Chapter 1 of …New Republic, “Boy Soldiers of the American Revolution: The Effects of War on Society”, demonstrates a fairly common pattern. The author has a bunch of data and no single frame to capture it all, so they say something like “X is a complicated subject. Different people related to it in a variety of ways for a variety of reasons.” In the particular case of Boy Soldiers… X is “boys/young men fighting for America in the Revolutionary War”, and the variety is “Some boys chose to fight for patriotism, material advancement, or to help their family. Some but not all did this against their parents’ objections. Other boys were forced to fight by their families over their objections.”

Or in more words

The factors that drew these soldiers into the service indicate the great diversity of experience in boyhood in revolutionary America. In the glimpses we have of them and their families at the moment of enlistment, we see that some enjoyed the care and protection of their parents while others suffered at the hands of mercenary ones. Some went to war against their parents’ inclinations while others were thrust into it over their own objections. A few boys thought that the army would be a more hospitable place than the places they lived or that it would be an escape from jobs that were tedious and frustrating. For many more, military service was an issue around which they could negotiate with their fathers when they wanted opportunities that could take them away from home. Some saw a real opportunity to contribute to the financial well-being of their families. They could do this either directly by turning over their pay or bounty money or indirectly by substituting for an older family member, allowing the more needed laborer to stay home, or by relieving their families of the need to support and feed them. A few, such as Josiah Brandon, were drawn by the cause itself to set their own course.

Boyer, Paul S.. Children and Youth in a New Nation (Children and Youth in America) (pp. 26-27). NYU Press short. Kindle Edition.

 

The chapter consists of first hand accounts of different boys enlisting in the army for different reasons, and some comments on the state of the evidence.

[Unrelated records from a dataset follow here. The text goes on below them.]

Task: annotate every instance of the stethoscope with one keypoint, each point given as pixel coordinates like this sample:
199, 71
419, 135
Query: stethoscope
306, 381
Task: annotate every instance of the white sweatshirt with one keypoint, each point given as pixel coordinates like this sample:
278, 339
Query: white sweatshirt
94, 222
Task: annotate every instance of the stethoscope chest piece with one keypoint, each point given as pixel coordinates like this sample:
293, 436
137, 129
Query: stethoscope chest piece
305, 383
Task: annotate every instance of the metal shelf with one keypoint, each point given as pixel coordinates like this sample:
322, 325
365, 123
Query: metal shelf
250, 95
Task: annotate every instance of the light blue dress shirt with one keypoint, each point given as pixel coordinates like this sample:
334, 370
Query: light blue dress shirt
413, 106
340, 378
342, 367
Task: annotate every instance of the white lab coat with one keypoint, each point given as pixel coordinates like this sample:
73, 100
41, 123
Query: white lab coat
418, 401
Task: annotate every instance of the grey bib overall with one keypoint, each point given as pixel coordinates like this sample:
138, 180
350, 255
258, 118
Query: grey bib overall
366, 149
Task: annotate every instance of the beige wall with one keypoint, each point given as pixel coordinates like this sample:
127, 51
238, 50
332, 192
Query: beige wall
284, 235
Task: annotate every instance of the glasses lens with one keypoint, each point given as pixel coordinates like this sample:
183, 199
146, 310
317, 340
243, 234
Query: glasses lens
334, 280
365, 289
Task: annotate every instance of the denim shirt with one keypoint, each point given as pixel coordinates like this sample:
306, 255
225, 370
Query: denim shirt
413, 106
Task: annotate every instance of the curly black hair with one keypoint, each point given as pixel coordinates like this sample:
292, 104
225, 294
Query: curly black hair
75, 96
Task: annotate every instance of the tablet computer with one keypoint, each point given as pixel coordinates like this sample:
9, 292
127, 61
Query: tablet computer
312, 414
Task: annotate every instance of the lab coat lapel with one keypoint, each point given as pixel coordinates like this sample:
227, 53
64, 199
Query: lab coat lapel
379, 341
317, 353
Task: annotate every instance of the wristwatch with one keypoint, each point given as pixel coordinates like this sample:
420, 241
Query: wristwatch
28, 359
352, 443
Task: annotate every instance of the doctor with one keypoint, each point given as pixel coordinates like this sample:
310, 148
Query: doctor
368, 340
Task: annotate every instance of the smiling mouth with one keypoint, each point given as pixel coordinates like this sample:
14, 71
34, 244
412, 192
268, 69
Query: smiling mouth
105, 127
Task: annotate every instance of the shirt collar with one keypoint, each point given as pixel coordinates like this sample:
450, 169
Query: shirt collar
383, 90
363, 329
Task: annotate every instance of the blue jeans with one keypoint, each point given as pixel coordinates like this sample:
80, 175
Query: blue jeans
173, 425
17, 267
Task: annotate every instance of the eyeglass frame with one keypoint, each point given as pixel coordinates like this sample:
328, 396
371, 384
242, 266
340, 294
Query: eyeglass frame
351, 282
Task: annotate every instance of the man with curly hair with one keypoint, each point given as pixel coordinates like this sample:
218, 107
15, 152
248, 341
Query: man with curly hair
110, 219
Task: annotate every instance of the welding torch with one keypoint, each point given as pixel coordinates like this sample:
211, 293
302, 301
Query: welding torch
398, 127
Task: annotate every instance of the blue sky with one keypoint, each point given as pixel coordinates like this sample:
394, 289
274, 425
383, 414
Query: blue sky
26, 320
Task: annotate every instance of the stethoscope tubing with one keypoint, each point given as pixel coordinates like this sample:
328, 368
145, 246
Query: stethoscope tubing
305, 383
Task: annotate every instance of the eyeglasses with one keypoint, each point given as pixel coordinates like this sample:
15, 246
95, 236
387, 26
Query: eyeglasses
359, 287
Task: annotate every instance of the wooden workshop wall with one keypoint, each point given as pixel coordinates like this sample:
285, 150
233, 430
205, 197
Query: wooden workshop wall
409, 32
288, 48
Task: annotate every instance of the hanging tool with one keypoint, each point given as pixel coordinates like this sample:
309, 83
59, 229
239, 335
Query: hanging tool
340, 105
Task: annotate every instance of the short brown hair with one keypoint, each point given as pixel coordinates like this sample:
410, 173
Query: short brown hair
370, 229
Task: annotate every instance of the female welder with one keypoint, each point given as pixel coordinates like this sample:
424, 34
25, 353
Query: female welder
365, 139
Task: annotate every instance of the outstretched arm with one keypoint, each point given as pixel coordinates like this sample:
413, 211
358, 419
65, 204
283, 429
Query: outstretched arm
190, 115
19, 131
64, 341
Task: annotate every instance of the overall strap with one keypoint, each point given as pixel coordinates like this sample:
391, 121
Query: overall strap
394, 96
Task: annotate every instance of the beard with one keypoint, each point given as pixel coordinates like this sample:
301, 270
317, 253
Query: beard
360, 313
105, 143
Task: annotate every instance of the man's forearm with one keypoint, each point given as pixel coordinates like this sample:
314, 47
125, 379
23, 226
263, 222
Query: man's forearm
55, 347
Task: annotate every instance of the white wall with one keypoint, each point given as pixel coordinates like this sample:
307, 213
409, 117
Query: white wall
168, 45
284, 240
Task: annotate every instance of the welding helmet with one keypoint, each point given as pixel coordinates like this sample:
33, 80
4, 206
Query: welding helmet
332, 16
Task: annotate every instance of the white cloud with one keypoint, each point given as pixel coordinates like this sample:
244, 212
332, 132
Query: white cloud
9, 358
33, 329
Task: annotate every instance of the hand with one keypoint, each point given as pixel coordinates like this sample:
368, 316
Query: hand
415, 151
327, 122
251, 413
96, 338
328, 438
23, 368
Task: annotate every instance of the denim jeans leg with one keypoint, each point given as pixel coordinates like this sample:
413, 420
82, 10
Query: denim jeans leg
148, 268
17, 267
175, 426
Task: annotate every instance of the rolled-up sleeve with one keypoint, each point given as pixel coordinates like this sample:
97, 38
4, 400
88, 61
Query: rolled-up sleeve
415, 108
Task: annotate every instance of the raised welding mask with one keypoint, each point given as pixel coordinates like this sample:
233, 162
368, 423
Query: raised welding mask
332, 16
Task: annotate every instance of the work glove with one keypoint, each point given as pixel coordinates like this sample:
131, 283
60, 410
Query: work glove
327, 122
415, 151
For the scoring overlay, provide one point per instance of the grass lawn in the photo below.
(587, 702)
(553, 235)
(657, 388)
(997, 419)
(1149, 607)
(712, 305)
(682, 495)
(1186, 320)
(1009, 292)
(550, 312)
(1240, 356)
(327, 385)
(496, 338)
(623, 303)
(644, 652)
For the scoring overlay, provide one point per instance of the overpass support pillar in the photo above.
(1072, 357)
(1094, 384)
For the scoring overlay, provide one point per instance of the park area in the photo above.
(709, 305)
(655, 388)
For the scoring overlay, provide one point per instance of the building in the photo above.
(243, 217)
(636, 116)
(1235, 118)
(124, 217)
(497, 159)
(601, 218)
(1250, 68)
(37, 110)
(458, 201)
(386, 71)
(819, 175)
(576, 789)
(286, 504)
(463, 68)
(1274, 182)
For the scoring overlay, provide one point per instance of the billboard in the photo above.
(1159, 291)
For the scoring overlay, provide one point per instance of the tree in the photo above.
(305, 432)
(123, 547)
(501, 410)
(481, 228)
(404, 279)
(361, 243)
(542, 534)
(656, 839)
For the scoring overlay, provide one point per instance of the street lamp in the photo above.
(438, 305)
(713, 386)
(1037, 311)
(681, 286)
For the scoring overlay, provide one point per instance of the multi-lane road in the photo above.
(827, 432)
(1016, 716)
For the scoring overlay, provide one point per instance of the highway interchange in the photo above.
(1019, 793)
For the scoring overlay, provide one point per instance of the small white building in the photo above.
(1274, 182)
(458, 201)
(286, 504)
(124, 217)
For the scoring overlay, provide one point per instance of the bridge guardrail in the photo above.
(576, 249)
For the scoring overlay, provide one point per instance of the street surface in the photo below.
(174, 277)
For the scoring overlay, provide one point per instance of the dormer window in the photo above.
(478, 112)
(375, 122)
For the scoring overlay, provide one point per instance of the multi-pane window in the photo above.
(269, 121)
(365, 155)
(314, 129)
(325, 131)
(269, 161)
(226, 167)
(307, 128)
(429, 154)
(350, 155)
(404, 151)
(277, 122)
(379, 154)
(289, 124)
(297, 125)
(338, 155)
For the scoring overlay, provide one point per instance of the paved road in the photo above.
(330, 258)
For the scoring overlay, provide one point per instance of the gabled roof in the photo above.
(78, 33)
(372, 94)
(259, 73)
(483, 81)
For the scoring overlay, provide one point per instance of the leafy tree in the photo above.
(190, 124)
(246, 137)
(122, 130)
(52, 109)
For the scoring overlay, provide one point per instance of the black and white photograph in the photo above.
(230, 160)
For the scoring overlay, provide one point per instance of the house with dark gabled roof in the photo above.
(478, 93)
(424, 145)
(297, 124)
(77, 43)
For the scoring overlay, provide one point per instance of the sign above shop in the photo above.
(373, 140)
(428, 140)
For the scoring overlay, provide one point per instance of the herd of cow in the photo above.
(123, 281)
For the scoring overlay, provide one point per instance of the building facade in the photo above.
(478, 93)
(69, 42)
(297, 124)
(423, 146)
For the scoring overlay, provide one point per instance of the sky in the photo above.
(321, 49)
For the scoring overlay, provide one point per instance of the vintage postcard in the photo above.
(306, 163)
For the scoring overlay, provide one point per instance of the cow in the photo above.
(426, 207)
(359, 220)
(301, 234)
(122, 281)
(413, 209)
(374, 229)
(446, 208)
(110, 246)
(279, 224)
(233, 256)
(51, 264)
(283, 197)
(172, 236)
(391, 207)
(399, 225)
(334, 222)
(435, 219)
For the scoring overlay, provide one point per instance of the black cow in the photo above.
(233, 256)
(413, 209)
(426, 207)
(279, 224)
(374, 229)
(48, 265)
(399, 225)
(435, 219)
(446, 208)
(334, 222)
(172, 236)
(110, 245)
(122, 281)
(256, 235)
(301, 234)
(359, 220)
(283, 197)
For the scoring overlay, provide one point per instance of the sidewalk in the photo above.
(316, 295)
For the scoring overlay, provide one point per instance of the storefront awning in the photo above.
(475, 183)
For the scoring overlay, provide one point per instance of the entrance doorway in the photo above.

I could easily see a world where the same amount of actual facts, models, and and narratives led to both the theses of the style of Chapter 1 of CaYiaNN and Chapter 12 of CiCA, depending on writing skill and adherence to a guide book but independent of the quality of information or author understanding. “Iunno” and “A bunch of things happened for a bunch of reasons” are both good descriptions of a pile of data you don’t have a cohesive explanation for. If anything I’d expect “Iunno” to be associated with higher quality works, since it’s more honest. That’s clearly not happening in these cases, although obviously a sample size of two is too small to draw any conclusions.